Two-Way Learning for Global Health Equity

#Partnerships

The first two cohorts of the Stanford African Scholars in Global Health program, pictured here, will arrive at Stanford in January and April 2025.

Time spent working or learning in other countries is a vital aspect of a global health physician’s or academic’s training. It helps build understanding of other cultures, fosters new relationships and partnerships, and contributes to the exchange of skills, knowledge, and innovative ideas.  

Yet too often, such opportunities are available only to those from high-income countries. A recent review of global health fellowship programs found that just five of 108 offered in the United States were open to candidates from low- and middle-income countries – despite those countries being the focus of much global health research.

Now, the Stanford Center for Innovation in Global Health (CIGH) has launched an initiative to address this inequity. Announced in fall 2023, the Stanford African Scholars in Global Health program, also called SASH, is designed to promote health equity, capacity strengthening, and unique shared learning between African medical institutions and Stanford.

The three-year program will fund 24 midcareer African physicians across four cohorts to travel to Stanford for six weeks. While there, the African scholars will gain a specific skill set they have identified as a need to improve health outcomes at home. At the same time, they will enrich learning at Stanford by sharing their expertise with the community.

"

“We are excited to reciprocate the learning and insights our scholars have gained over the years by now hosting African physicians at Stanford, advancing global health equity through true bidirectional partnerships. We also look forward to learning from our visiting scholars.”

– Michele Barry, MD

They will then return to their academic institutions with additional funding and ongoing virtual Stanford faculty mentorship to conduct a yearlong clinical improvement project focused on the skills they acquired.
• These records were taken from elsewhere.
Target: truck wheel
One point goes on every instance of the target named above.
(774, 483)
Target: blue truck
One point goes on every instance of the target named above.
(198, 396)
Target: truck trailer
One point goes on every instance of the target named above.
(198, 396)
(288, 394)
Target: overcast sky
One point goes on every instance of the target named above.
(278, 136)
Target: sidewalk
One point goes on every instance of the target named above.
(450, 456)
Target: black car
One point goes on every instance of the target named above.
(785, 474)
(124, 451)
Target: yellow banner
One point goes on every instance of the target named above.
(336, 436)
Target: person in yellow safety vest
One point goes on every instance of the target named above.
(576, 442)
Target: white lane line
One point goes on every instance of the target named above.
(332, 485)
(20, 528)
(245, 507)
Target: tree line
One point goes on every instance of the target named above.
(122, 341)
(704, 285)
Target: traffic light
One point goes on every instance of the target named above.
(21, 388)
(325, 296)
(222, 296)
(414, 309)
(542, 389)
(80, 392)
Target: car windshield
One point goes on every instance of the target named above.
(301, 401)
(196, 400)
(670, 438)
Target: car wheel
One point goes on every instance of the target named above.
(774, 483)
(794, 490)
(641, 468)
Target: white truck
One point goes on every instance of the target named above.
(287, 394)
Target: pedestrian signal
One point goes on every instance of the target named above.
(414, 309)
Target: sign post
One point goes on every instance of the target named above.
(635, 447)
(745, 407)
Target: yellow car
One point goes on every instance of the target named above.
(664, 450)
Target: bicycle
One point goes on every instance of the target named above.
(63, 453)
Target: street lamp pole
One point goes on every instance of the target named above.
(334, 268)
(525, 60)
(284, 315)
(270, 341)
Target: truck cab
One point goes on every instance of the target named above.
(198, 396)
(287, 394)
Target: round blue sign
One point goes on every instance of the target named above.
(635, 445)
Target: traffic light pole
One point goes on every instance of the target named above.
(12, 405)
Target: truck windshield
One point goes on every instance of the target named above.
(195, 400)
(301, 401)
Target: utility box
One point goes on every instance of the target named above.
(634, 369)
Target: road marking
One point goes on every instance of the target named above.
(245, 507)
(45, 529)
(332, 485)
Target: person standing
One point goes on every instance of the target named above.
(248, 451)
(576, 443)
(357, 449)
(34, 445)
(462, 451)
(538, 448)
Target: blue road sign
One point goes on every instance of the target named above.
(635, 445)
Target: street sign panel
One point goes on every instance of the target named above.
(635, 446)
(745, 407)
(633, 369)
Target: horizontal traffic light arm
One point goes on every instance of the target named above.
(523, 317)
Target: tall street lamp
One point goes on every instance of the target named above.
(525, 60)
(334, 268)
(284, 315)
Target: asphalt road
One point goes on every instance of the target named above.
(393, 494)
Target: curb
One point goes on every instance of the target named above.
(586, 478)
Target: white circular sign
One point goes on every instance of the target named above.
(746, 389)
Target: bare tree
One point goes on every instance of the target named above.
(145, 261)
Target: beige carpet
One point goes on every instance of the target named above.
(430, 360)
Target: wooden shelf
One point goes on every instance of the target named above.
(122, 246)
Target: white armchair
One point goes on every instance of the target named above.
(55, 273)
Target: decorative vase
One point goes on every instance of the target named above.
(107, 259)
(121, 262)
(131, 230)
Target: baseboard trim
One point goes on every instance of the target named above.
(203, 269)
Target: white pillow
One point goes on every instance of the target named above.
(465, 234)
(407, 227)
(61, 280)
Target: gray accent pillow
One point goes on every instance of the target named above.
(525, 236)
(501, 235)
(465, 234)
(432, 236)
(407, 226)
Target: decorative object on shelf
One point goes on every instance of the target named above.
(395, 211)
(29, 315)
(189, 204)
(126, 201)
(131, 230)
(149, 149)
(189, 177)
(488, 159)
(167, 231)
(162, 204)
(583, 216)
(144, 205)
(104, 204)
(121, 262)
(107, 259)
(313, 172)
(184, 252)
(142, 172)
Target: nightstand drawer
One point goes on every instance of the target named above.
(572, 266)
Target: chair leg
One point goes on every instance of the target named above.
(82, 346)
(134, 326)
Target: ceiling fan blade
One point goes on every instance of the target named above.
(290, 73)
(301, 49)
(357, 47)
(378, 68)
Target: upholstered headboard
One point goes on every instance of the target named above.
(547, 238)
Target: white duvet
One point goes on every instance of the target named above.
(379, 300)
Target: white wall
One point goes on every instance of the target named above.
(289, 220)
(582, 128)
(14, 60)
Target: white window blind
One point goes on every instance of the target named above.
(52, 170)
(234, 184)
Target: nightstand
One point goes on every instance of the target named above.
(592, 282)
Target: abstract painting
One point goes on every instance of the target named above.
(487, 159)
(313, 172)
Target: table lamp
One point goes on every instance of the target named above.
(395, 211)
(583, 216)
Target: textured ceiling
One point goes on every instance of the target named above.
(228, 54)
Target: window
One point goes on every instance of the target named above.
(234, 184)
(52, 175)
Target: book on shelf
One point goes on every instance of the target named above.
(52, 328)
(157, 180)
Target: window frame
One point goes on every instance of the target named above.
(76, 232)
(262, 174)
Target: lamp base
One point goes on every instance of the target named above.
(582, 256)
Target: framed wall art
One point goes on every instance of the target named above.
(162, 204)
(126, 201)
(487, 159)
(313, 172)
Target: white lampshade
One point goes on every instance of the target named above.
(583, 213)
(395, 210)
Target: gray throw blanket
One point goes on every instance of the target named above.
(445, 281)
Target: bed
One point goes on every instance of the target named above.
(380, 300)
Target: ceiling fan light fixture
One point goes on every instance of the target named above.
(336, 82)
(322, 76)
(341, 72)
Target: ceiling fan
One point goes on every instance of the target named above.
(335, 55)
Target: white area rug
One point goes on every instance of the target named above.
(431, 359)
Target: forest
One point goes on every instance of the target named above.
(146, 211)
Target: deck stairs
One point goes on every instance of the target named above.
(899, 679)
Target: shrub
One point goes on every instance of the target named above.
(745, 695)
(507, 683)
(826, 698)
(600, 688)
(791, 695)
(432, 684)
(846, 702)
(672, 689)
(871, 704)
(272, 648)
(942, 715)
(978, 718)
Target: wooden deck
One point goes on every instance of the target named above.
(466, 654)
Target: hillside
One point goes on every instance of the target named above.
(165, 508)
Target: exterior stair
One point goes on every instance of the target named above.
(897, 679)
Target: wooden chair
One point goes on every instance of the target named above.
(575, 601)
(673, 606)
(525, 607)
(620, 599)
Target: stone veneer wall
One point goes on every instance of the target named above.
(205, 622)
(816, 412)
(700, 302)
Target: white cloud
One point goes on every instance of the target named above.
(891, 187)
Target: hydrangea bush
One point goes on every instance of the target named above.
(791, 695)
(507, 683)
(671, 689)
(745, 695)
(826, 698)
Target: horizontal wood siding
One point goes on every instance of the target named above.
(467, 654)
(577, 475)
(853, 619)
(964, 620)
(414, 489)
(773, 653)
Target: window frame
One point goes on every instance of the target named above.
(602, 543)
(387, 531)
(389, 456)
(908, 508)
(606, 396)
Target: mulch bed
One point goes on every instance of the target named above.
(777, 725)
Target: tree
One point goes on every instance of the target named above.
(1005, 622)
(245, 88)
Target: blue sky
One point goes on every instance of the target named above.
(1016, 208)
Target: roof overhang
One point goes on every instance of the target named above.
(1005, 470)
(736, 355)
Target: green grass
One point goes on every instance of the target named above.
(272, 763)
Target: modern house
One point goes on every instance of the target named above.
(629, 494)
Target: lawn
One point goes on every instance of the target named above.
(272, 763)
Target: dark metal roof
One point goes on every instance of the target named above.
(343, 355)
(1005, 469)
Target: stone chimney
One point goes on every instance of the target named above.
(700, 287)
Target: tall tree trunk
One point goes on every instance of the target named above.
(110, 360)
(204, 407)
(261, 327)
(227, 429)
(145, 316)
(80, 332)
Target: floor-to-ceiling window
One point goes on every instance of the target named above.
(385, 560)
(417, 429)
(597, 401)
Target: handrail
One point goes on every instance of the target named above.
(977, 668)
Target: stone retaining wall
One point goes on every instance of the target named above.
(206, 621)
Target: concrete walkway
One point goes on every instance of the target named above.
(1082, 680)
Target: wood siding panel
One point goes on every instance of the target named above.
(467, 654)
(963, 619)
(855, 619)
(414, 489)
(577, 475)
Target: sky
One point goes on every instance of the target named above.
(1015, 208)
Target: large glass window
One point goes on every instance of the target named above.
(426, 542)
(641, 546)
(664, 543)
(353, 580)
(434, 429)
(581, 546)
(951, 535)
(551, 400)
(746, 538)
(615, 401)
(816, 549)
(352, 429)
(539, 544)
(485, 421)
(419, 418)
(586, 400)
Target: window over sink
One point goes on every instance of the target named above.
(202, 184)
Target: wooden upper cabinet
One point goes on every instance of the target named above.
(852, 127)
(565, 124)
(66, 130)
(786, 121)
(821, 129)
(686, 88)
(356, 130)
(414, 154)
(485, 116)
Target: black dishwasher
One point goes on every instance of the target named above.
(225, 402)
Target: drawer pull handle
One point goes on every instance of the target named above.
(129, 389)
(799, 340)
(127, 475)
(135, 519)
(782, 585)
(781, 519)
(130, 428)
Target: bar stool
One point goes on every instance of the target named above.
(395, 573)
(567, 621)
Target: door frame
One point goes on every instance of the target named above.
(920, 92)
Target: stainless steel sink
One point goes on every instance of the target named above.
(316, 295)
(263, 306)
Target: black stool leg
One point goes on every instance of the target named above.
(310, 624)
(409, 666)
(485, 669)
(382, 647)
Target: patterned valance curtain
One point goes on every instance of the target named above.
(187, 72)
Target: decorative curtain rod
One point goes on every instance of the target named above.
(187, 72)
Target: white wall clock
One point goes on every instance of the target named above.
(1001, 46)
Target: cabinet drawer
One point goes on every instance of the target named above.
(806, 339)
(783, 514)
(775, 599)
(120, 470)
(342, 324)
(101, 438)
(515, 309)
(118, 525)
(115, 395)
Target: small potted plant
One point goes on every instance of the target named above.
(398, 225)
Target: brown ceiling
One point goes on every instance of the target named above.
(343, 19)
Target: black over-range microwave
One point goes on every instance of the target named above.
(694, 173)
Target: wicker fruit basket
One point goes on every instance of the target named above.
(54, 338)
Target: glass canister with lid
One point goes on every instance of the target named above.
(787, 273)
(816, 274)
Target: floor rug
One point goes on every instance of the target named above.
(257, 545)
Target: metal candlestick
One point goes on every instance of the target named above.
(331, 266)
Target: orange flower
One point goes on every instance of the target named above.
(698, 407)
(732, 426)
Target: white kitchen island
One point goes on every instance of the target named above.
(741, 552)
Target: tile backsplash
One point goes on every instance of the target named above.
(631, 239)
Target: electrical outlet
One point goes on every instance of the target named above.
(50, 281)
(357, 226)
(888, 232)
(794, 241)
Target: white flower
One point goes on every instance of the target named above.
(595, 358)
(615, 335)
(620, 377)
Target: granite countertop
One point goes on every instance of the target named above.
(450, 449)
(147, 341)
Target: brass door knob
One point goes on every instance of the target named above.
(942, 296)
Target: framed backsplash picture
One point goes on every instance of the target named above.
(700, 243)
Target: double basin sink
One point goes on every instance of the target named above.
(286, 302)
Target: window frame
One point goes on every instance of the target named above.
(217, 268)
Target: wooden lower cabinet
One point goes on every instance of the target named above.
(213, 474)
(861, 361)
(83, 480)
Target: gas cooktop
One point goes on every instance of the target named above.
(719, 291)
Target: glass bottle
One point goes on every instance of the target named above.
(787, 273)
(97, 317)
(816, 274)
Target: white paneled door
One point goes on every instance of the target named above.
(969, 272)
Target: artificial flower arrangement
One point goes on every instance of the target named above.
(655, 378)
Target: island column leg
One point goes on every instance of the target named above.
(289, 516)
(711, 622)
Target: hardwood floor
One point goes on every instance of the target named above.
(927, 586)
SASH is funded through an independent educational grant from Pfizer and managed by CIGH, in partnership with the Stanford Center for Continuing Medical Education.

“SASH is unique in its ability to fund the home institution of the scholar upon his or her return to ensure ongoing support of the implementation of health improvement projects,” says Director of the Stanford Center for Innovation in Global Health Michele Barry, MD.

This program builds on CIGH’s longstanding and successful Stanford/Yale Global Health Scholars program, which sends U.S. trainees to partner sites in low- and middle-income countries to train and work alongside local clinicians. 

“We are excited to reciprocate the learning and insights our scholars have gained over the years by now hosting African physicians at Stanford, advancing global health equity through true bidirectional partnerships,” says Barry. “We also look forward to learning from our visiting scholars.”

During the first round of recruitment in early 2024, nearly 450 physicians from 28 African countries applied for the first two of four cohorts. The 13 fellows selected for these first cohorts will arrive in January and April 2025.

“This demonstrates an overwhelming need for programs like SASH, not just on the African continent but in other low-resource settings around the world,” says Barry, adding that she hopes to see increased funding and support for programs like these.